We've had our fair share of sports this weekend...a Wake/Maryland basketball game yesterday, the Caps/Pens game this afternoon, and the Super Bowl to round things out.  So what better way to cap off the weekend than with a proper spread of delicious bar food?  On the menu tonight were some wings, buffalo chicken dip, and "crack bread".

So let's start with the wings...a bar/sports staple.  We seasoned the wings with a little roasted garlic salt and some pepper, and placed them on a cooling rack, on top of a baking sheet.  This helps get all sides of the chicken crispy, and lets some of the fat drip off.  After about 10 minutes, we flipped the wings to make sure all sides were equally crispy.
 
While the chicken baked, we mixed together the sauce for our wings.  We went with a coriander chutney for some spice, and mixed it with Greek yogurt for a little extra tang.  Once the chicken was cooked through, we dunked them in the chutney/yogurt mixture.  Back into the oven they went to crisp up again.  Think of it like tandoori chicken...the yogurt and chutney bake into the chicken, the outside is nice and crispy, while the meat stays really juicy.
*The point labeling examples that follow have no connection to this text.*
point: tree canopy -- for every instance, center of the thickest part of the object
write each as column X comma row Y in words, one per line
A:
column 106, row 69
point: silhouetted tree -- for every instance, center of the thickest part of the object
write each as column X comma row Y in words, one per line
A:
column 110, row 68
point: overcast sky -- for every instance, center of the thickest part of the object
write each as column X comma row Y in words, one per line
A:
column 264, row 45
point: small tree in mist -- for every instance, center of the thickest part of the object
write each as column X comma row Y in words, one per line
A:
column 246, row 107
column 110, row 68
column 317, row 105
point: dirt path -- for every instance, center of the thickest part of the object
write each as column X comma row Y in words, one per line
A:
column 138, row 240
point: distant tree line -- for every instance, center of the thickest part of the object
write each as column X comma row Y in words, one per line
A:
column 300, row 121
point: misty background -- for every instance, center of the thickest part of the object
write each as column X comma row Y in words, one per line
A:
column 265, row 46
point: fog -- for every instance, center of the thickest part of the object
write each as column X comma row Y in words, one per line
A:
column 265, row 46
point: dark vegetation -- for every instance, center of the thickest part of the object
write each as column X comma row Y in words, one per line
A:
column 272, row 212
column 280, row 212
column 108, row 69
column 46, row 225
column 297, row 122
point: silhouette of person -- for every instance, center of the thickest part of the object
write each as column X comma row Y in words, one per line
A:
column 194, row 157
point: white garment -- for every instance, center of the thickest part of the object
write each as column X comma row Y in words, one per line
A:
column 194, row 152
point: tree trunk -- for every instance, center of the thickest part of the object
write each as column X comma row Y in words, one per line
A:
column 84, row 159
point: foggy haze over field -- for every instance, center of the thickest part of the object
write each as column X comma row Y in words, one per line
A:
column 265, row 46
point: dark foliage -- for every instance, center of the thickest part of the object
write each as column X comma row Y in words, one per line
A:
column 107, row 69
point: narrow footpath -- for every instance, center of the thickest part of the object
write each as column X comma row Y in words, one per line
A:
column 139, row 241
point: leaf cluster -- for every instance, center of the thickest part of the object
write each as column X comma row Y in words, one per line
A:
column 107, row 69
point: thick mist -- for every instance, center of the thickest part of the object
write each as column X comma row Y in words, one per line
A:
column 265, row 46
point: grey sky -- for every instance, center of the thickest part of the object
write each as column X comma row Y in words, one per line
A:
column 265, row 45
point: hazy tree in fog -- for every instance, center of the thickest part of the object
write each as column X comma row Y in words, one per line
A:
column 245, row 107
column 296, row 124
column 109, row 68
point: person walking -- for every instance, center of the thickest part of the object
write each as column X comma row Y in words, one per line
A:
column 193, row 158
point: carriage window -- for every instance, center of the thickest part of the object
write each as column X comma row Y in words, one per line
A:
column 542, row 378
The wings cooked for another 15 minutes on each side.  To the leftover sauce, we added a little cilantro, lime zest and lime juice to use as a dipping sauce for the wings.  Once the wings came out of the oven, they got a sprinkling of cilantro and squeeze of lime juice.
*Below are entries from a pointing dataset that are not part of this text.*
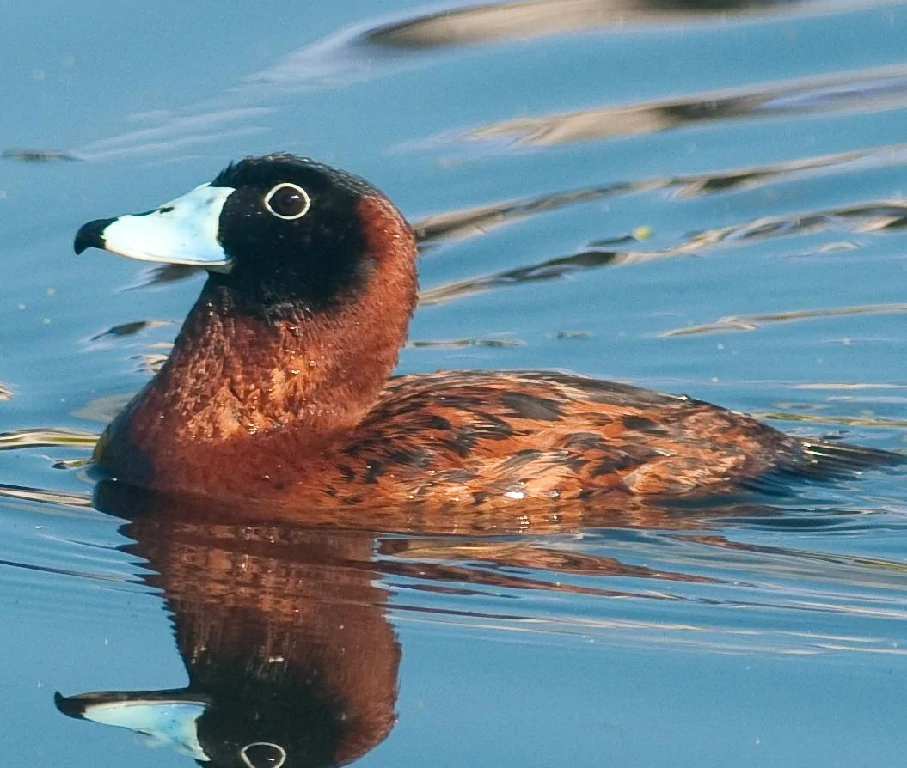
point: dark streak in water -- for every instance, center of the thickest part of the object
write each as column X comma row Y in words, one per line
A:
column 37, row 155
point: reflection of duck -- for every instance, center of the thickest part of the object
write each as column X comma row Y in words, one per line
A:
column 290, row 657
column 277, row 387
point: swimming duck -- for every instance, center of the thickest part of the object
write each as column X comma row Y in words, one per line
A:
column 279, row 383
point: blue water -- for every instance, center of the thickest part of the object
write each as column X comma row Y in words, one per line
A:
column 691, row 198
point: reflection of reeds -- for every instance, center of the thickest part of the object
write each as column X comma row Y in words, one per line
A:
column 869, row 90
column 831, row 419
column 752, row 322
column 489, row 22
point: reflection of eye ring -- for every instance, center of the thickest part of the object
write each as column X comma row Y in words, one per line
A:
column 288, row 201
column 281, row 756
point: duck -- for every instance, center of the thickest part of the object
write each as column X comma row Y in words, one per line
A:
column 280, row 387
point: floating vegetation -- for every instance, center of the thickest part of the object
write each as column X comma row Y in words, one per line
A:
column 44, row 438
column 753, row 322
column 461, row 343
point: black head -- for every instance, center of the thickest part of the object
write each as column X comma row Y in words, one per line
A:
column 271, row 230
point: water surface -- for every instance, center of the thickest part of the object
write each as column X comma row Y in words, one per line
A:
column 698, row 197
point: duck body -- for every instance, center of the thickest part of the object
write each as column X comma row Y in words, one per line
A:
column 279, row 384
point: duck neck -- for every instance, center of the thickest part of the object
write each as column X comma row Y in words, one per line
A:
column 239, row 369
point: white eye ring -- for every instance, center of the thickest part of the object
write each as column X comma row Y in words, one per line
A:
column 281, row 753
column 294, row 188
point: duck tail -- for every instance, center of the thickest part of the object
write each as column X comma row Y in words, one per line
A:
column 829, row 457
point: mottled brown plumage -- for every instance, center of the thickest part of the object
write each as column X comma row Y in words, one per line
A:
column 277, row 388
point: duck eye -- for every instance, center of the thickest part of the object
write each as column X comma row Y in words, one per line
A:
column 288, row 201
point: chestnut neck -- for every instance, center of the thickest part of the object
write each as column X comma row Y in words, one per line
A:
column 239, row 369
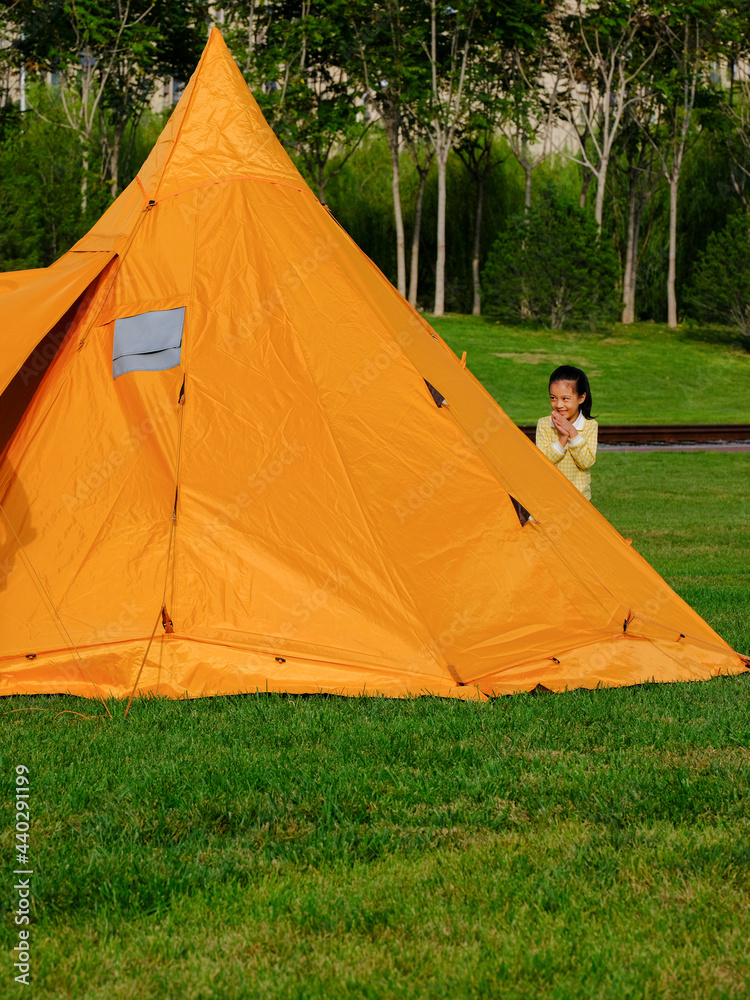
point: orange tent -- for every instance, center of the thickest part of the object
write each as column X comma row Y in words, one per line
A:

Dish 1 down.  Now on to dish 2...the "crack bread".  Its basically a pull-apart bread with cheese and bacon.  Think of it as an alternative to loaded potato skins.  We started with a loaf of sourdough, cutting it horizontally and vertically, but not all the way through.  You're making nooks for all the cheese and bacon to go.  Rather than using bacon bits, we cooked up our own bacon.  And the secret to it all is the melted butter mixed with a little bit of ranch dressing mix that gets drizzled over the entire loaf.
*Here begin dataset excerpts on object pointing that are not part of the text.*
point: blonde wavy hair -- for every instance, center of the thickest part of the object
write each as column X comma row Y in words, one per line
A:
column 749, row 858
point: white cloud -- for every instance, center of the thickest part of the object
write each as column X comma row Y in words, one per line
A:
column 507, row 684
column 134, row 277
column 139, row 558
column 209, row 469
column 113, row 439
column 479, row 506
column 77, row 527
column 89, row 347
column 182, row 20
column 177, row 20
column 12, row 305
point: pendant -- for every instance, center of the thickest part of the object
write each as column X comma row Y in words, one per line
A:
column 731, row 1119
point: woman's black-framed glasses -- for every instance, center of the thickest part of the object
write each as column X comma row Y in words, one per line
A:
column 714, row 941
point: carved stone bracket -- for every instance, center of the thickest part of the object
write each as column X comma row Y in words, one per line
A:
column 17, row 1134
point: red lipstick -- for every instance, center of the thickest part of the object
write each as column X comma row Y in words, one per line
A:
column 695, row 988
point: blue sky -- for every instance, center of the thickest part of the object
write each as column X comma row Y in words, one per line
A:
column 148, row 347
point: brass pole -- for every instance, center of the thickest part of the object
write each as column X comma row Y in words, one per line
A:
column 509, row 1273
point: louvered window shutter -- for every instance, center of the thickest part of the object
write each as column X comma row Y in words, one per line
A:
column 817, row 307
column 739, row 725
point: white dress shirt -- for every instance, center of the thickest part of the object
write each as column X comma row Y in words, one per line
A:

The recipe calls for slices of cheese, but I've found that shredded cheese is easier to sprinkle into all the nooks and crannies.  Its best if you can have one person spread the bread apart while someone else sprinkles the cheese.  Once you've distributed the cheese evenly, do the same with the bacon.  Then you drizzle the butter/ranch mixture over the entire loaf.  Pop it in the oven, wrapped in foil for about 15 minutes, and then another 10 minutes uncovered.  What you're left with is a crusty, melty, savory finger food.
 
And last but not least...buffalo chicken dip.  If you haven't had the fortune of experiencing this delightful treat, you should go ahead and make this right now.  We seasoned 2 chicken breasts with salt and pepper and popped them in the oven to cook for about 20 minutes.  While those cooked, we fired up the crock pot and threw in a brick of neufchatel cheese to soften up.  You can use cream cheese instead, if you want.  Because we had some extra yogurt and ranch dressing mix, we threw them together and added that to the crock pot as well, in place of the blue cheese dressing.  Its our slightly healthier spin on the dip...I mean, it was 0% fat greek yogurt ;)  For the blue cheese part, we added in blue cheese crumbles.  And to top it off, add in buffalo sauce.  We went with Frank's.  Once the chicken is cooked, shred it up and add it to the pot.  Then sprinkle a bit of shredded cheese on top and let it heat up and melt together.  What you're left with is a delicious dip that you can serve with chips, celery and carrots.
All 3 dishes came together rather quickly and with few dishes to clean up (my favorite kind of dishes!).  Throw in a few beers, and you have the makings of a great Super Bowl spread!